Take a selection of exceptional artwork, a pinch of phenomenal music and a sprinkle of well-crafted narrative all served in one smooth, delicious experience – and you’ll have Bastion:
The high quality cartoon graphics are all stunning hand-painted images by Jen Zee – not dissimilar to the art of Braid, in fact. You play from an isometric viewpoint, giving the feeling you’re in some graphically intense evolution of Pokémon.
Brilliantly composed music flows through the very fabric of the game. The incidental music parallels the present situation of your character, so a tight spot is accompanied by tense backing just as a restful moment is coupled with calming refrains.
Your first jump into the game will be met by a friendly, non-invasive narrator. He has a wise, calming voice and will guide you through some of your history as you awaken, gently breaking it to you that your best friend is now long dead…
After the prologue, the narrator releases you into the wild to find your own way and fend for yourself – but that won’t be the last you’ve heard of him.
Discovering the mechanics of this world was one of my favourite things about the experience: watching the ground pop into view, flying the Skyway, interacting with characters, fighting and taming creatures. It is easy to die though, so be sure to take care of your health potions as well as your weapons – you have a versatile arsenal which can be upgraded using bits and bobs you find around the fractured world.
And when I say fractured, I mean absolutely shattered. The universe has suffered a Calamity which broke the world into a million pieces. Everyone was supposed to go to the Bastion should this happen, but very few of you survived. There are only a handful of characters you will ever meet, and not all of them are trustworthy – it is your task to make the right decisions, recover Shards of the Core and restore the Bastion to its former glory.

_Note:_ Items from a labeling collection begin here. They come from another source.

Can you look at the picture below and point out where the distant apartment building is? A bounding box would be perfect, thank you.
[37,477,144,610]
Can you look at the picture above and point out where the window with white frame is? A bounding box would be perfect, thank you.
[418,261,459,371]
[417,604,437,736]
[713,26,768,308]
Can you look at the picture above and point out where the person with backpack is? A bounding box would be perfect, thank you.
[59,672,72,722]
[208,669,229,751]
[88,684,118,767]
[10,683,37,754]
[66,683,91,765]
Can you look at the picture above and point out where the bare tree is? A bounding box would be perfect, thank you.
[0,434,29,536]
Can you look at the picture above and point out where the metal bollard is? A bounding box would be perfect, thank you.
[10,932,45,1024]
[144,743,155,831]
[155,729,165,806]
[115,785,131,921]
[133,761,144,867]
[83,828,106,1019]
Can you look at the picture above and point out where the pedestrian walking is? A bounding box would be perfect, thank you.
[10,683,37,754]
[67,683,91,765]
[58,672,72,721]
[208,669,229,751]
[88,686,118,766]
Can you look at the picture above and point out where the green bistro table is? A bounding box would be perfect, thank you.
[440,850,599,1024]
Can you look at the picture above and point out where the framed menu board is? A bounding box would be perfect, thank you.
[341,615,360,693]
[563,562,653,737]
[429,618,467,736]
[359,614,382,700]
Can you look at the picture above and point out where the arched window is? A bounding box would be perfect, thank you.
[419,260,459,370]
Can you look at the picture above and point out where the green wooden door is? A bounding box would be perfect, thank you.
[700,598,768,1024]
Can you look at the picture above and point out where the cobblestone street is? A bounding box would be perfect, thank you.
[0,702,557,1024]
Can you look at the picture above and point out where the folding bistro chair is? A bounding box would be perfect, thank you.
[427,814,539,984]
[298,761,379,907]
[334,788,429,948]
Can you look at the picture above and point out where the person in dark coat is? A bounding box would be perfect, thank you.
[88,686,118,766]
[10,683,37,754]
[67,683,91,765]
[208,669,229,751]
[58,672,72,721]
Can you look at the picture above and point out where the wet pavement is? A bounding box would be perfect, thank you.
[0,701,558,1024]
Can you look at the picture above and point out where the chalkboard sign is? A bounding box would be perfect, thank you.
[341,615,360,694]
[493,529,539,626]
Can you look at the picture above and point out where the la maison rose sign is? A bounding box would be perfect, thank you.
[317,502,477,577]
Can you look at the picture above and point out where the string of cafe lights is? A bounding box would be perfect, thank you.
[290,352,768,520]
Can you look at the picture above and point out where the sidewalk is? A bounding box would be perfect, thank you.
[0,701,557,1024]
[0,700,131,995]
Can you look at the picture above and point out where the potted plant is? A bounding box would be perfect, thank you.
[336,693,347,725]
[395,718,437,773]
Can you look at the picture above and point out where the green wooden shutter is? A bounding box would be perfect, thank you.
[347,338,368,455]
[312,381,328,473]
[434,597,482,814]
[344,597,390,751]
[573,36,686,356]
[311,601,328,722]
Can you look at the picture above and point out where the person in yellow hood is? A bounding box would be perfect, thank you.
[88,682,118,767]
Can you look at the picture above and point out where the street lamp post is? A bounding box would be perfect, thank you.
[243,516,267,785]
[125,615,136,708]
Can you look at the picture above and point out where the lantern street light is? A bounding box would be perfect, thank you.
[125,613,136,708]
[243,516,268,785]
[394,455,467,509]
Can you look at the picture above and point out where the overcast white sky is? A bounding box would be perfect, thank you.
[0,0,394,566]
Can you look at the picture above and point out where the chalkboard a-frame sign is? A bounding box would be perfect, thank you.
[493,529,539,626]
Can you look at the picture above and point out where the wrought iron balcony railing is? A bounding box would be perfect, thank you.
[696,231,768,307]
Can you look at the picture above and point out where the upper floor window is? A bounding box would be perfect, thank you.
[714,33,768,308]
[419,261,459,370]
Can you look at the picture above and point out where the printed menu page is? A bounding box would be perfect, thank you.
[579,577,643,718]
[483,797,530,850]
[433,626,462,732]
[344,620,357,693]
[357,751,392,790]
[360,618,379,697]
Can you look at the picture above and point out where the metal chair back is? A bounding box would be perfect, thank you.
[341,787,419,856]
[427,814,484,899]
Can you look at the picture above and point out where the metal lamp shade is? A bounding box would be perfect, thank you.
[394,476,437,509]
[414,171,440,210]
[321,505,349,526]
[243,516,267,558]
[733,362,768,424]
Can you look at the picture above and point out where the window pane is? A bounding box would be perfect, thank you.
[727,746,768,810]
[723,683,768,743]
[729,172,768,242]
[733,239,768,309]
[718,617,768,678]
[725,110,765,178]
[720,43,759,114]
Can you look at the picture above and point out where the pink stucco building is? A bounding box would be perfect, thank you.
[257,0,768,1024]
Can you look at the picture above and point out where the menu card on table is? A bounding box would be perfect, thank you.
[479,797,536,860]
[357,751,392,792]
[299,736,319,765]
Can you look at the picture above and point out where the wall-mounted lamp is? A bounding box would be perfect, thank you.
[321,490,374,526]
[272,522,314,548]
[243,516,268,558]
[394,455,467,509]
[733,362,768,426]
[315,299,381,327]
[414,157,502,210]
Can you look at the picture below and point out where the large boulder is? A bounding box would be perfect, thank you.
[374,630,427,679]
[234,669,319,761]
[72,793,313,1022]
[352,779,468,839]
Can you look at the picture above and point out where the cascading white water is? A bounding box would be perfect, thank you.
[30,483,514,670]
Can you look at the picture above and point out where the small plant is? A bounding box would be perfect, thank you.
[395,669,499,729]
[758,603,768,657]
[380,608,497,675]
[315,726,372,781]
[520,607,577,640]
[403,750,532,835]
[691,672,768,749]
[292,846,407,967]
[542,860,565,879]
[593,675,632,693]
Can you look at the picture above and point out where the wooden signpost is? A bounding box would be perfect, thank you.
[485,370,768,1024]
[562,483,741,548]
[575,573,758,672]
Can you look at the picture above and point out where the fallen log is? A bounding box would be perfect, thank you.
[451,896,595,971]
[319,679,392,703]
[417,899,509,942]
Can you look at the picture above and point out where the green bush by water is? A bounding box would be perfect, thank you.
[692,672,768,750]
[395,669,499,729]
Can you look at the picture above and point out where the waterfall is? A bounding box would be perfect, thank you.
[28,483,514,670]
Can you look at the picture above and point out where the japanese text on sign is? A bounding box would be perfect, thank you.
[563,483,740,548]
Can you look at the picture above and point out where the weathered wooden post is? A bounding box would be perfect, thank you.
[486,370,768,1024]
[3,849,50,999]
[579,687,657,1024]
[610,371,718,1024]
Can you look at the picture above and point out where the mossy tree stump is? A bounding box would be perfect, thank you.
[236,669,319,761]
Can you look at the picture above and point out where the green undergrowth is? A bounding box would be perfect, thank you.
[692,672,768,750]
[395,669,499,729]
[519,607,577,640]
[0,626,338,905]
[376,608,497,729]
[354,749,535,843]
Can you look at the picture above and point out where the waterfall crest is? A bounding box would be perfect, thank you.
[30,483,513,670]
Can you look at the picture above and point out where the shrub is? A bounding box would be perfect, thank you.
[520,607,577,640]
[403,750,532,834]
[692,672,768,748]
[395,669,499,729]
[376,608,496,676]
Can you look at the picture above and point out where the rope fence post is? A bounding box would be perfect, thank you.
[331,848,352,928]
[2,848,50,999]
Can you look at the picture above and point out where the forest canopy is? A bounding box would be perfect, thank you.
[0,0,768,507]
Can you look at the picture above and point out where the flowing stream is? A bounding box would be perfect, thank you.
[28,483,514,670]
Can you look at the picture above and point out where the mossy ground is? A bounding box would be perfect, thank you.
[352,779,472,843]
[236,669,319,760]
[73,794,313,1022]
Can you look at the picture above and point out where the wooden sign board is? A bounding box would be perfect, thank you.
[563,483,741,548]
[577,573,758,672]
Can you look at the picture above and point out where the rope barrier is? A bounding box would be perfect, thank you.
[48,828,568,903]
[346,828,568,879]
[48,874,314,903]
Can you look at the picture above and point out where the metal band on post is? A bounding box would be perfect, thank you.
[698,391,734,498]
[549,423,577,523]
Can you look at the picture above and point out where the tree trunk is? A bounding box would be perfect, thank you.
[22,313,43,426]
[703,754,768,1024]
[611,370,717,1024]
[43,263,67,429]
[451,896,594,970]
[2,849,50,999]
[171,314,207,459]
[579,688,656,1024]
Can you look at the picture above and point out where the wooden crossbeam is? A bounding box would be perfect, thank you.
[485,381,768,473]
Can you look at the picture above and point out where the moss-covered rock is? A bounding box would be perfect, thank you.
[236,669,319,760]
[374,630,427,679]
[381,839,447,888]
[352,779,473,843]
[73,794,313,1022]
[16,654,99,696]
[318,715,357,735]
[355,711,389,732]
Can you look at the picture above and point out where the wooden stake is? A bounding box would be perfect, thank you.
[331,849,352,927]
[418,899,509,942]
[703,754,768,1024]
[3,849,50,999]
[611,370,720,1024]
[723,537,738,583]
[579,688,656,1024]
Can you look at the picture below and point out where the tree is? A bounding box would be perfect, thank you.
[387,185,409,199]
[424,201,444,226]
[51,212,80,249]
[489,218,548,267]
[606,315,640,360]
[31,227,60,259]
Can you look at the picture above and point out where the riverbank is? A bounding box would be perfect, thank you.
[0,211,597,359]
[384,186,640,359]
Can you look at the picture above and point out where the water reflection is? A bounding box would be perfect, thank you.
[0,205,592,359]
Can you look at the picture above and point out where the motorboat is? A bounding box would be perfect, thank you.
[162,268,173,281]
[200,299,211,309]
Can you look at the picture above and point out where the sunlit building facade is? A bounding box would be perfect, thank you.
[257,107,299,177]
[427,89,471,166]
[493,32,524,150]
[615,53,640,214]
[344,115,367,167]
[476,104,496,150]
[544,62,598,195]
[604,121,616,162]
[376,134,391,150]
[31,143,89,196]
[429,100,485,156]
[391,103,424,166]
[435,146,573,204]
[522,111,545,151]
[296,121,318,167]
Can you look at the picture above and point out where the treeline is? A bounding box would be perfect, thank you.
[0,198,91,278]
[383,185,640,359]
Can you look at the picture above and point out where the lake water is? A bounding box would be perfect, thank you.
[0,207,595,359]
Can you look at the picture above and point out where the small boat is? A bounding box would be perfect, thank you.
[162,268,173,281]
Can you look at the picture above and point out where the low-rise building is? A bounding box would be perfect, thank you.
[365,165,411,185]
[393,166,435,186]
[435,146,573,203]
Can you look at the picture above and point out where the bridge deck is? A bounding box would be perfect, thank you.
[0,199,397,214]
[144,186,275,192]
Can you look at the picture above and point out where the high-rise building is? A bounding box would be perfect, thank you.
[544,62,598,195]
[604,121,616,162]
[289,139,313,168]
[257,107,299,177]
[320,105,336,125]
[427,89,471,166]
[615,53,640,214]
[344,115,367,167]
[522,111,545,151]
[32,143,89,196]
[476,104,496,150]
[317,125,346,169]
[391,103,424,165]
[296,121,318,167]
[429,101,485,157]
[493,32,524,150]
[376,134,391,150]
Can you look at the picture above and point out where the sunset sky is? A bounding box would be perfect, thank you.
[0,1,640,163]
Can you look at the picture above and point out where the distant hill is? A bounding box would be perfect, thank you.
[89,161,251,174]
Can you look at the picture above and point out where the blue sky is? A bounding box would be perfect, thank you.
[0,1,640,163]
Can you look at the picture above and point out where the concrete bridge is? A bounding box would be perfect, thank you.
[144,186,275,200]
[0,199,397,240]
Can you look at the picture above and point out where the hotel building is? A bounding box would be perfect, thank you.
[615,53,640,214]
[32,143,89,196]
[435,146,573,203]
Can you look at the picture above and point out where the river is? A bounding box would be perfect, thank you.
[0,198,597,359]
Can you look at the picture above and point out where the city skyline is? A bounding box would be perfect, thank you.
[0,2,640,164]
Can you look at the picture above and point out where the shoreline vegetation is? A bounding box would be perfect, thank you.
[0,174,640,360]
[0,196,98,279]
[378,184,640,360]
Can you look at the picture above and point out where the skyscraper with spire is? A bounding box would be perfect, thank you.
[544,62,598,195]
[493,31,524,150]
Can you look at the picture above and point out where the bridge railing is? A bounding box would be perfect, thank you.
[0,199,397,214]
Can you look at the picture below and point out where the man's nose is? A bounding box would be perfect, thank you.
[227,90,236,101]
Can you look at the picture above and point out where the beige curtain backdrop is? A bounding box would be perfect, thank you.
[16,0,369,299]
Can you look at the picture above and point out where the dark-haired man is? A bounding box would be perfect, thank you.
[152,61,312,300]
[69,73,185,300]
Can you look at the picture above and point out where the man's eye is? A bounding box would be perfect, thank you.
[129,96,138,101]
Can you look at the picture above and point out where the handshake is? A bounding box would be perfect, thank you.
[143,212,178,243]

Every resolution unfolds into a new question teasing at the edge of your mind. Sometimes you’ll unlock a new land to explore, sometimes you’ll need to go back to a level to find that one more thing, and sometimes you’ll unleash the fury of a new foe. Be prepared to lose hours of time to the wind.
There are two levels of difficulty: a ‘Normal Mode‘, and a ‘No–Sweat Mode‘ for those of you who are partial to not dying every few minutes. You can use either keyboard and mouse or a gamepad to play, and all buttons can be modified in the game settings.
Anyone can play Bastion. It starts off pretty easy with the narrator guiding you through anything new, such as building weapons and concocting potions. As you progress through the game, the pace will pick up and you will find practice and skill a necessity – but what’s a game without challenge?!
With amazing visuals, a powerful soundtrack, an intriguing storyline and a speedy battle mechanism, this is easily my favourite indie game from the last few months.
If you’re into anything from the Humble Indie Bundles, this game is probably for you. If you didn’t manage to get it when it was first released in HIB-V, you can now find it in the Ubuntu Software Centre for just $18.99.
Bastion is compatible with Linux, OSX and Windows. Buying it directly from Supergiant will get you a Steam key as well (although Bastion has not yet appeared in the list of Steam Linux games), through which you will have in-game Achievements, Leaderboards and Cloud game-saves. You can also play it on XBLA, iPad and Chrome.
Get it now from Supergiant’s own website for just $14.99.
Summary: A strong, well built multi-platform game with a lovingly crafted experience at a great price. Just what we'd like to see more of on Linux.